Copyright Notice

pepXML2Excel is Copyright (C) 2007 Magnus Palmblad

pepXML2Excel is free software; you can redistribute it and/or modify it under the terms of the GNU General Public License as published by the Free Software Foundation; either version 2 of the License, or (at your option) any later version.

This program is distributed in the hope that it will be useful, but WITHOUT ANY WARRANTY; without even the implied warranty of MERCHANTABILITY or FITNESS FOR A PApepXML2ExcelICULAR PURPOSE. See the GNU General Public License for more details.

You should have received a copy of the GNU General Public License along with this program; if not, write to the Free Software Foundation, Inc., 59 Temple Place - Suite 330, Boston, MA 02111-1307, USA.

About pepXML2Excel

pepXML2Excel is an AWK program that transposes the peptide list in the TPP PepXML Viewer to one protein per line, calculates averages, standard deviations, t-test and Bonferroni correction of the peptide ratios for all proteins with at least three distinct peptides with ionscore > identityscore. In its default form, Mascot and A. thaliana are assumed, but anyone with a basic knowledge of AWK should be able to modify the program to suit any search engine and species (the program will work for any species even in its default version). This program was used to generate the data in Bindschedler et al., Some. Journal., XX(XX), XXXX-XXXX (2007).

Download pepXML2Excel by clicking here. (Right-click and choose "Save Link As...".)

Using pepXML2Excel

Usage: ./pepXML2Excel.awk <interact spreadsheet>

where <interact spreadsheet> is the spreadsheet exported from the TPP PepXML Viewer.
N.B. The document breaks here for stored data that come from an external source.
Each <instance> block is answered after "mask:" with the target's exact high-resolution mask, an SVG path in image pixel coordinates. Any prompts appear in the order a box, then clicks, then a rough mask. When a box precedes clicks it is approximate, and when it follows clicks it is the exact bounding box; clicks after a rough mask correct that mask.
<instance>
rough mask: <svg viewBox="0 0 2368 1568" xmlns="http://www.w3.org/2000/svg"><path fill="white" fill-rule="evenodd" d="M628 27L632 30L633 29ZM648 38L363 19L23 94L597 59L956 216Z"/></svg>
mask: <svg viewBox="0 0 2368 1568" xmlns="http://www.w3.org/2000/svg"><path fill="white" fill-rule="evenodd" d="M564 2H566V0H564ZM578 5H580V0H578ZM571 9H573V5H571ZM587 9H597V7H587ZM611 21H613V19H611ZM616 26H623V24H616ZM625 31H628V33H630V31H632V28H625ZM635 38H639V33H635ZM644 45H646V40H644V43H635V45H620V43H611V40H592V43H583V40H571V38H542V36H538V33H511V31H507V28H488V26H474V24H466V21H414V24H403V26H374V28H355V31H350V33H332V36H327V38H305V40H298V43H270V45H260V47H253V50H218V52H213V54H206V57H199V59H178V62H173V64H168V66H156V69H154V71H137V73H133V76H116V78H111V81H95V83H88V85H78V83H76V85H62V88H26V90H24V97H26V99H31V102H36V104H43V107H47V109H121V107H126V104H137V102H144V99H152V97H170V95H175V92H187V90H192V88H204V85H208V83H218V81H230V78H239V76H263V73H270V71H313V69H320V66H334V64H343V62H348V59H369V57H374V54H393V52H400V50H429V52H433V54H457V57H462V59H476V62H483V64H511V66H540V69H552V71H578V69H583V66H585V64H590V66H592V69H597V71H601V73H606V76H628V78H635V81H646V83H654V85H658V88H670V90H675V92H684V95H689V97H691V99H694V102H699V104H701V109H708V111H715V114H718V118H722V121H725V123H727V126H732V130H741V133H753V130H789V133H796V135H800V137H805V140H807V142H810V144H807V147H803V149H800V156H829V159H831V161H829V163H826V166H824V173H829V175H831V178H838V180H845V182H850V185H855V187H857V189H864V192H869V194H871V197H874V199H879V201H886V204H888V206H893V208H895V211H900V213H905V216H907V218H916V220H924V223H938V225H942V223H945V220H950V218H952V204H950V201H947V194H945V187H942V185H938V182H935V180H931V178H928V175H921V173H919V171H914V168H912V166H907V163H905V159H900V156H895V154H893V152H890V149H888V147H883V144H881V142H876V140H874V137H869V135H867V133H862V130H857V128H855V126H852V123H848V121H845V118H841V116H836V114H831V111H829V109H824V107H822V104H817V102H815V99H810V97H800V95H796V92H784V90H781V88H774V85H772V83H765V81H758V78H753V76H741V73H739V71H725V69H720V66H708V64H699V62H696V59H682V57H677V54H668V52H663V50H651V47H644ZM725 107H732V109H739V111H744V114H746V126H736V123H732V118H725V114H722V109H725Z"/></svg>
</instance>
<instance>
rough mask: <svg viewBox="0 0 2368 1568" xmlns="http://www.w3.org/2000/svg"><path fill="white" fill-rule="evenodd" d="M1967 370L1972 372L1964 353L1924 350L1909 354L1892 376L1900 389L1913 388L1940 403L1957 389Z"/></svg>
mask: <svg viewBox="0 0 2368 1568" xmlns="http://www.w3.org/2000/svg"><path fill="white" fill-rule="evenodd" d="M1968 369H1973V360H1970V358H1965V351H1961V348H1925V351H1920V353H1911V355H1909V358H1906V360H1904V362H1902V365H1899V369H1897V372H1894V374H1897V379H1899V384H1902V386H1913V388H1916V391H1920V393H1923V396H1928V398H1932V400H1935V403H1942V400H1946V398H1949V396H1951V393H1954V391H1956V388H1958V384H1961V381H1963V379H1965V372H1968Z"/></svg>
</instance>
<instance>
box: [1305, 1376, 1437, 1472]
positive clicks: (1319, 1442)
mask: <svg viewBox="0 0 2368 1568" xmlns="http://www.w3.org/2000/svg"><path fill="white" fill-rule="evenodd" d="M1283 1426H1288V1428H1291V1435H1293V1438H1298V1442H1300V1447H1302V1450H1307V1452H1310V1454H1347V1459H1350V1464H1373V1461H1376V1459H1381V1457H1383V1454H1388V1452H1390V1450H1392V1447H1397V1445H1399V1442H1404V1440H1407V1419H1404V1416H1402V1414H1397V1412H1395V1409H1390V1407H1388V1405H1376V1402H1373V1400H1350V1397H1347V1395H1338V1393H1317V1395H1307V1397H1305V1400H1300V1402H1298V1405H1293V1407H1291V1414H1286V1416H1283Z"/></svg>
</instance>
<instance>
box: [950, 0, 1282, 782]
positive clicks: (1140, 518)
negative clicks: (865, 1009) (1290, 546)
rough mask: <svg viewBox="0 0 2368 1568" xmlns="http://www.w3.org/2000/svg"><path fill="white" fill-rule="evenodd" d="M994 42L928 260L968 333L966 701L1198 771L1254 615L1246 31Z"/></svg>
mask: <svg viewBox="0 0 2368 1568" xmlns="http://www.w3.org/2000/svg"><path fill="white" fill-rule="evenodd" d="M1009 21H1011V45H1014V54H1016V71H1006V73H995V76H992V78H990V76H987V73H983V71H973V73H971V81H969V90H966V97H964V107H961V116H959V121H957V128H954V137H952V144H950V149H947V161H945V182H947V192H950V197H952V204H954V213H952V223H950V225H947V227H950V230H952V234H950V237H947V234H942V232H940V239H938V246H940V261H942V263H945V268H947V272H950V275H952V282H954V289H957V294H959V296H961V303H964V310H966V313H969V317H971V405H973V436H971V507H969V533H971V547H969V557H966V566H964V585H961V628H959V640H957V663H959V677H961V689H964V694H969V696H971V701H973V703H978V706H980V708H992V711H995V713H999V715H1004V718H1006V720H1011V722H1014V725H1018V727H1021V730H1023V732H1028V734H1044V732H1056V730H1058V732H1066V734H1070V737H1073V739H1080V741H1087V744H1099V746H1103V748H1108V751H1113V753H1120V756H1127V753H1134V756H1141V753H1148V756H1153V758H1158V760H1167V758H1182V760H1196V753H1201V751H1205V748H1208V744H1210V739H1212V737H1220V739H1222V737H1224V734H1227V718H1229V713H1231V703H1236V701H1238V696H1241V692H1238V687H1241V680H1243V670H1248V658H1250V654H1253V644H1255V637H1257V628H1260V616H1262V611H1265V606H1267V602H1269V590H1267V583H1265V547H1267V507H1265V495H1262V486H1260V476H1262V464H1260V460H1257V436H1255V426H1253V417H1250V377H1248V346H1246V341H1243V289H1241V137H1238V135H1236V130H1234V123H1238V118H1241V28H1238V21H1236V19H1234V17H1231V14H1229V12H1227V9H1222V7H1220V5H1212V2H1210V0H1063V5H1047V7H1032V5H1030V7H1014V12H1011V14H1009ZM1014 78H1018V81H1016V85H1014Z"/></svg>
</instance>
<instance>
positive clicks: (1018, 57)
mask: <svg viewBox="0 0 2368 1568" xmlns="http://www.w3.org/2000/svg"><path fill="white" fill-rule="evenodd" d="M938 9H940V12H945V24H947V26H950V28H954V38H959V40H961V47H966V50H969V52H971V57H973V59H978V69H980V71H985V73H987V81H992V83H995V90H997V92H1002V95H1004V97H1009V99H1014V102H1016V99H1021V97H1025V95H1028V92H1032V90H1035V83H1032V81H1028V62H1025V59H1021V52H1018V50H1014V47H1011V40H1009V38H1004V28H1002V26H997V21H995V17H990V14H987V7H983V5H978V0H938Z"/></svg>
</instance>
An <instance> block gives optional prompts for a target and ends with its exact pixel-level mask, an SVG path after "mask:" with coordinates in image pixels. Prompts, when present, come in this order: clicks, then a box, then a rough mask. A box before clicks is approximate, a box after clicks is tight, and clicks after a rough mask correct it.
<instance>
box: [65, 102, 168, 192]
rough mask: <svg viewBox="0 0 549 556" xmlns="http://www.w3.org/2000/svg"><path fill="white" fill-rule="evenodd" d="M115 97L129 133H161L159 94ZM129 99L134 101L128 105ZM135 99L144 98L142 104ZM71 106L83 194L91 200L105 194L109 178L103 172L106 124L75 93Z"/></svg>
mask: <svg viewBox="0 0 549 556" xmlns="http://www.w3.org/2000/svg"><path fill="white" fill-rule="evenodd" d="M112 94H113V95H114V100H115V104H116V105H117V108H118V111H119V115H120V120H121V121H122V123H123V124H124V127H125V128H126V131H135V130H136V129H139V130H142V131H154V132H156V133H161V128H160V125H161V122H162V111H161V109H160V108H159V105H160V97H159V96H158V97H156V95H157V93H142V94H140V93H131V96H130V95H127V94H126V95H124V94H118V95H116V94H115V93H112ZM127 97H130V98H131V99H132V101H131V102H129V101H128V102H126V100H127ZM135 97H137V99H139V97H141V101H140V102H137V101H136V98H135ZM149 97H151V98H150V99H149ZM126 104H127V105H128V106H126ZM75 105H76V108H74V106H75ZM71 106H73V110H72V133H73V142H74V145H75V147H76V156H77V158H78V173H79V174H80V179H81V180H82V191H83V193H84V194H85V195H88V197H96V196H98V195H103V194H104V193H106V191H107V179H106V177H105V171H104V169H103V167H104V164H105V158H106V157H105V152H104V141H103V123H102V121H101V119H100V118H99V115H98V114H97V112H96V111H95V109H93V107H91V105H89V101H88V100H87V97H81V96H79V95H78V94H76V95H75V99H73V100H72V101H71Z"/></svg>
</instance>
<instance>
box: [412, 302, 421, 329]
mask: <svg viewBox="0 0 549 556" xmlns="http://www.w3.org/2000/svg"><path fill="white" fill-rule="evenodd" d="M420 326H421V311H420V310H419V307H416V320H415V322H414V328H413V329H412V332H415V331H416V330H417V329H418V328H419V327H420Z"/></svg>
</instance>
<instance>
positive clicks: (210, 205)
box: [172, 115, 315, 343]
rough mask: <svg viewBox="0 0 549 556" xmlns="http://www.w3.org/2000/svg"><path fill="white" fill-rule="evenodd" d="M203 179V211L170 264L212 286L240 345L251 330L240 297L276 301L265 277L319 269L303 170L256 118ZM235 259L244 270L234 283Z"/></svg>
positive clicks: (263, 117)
  1. In the TPP PepXML Viewer, display columns index, probability, spectrum, ionscore, identityscore, homologyscore, ions, peptide, protein and XPRESS in this order. This is the default, but it is important that this is correct.
  2. Apply Filtering Options:require ionscore > identityscore in PepXML Viewer.
  3. Sort pepXML according to protein (Summary:Sorting:protein) in PepXML Viewer.
  4. Save as spreadsheet ("Other Actions:Export Spreadsheet") in PepXML Viewer.
  5. Run AWK script in Cygwin shell with ./pepXML2Excel.awk interact.xls > interact.txt (if the spreadsheet was saved as "interact.xls" from PepXML Viewer).
  6. Open interact.txt in Excel as a tab delimited text file (Excel defaults).
  7. (Optional) Apply conditional formatting to column B with Condition 1 as "Formula Is", "=AND(G2>0.95,D2<$D$2)" and format bold red, and Condition 2 as "Formula Is", "=AND(G2>0.95,D2>$D$2)" and format bold green. This will highlight those protein abundances that are significantly higher (according to the Bonferroni corrected t-test) than the control/average in green and those that are significantly lower in red (this is easily changed of course). Move the control protein to the second row (first in the list) if needed.

To include AGI id's ("At numbers"), or any other alternative protein accession numbers, a mapping between the accession numbers in the searching database and AGI id's (or equivalent) must me present in the same directory as the interact files, for instance UniProt2At_map.txt. For simplicity, the name of this file is incorporated in the AWK program itself (change this to use another mapping). If this file is omitted, these fields will be empty in the resulting Excel spreadsheet.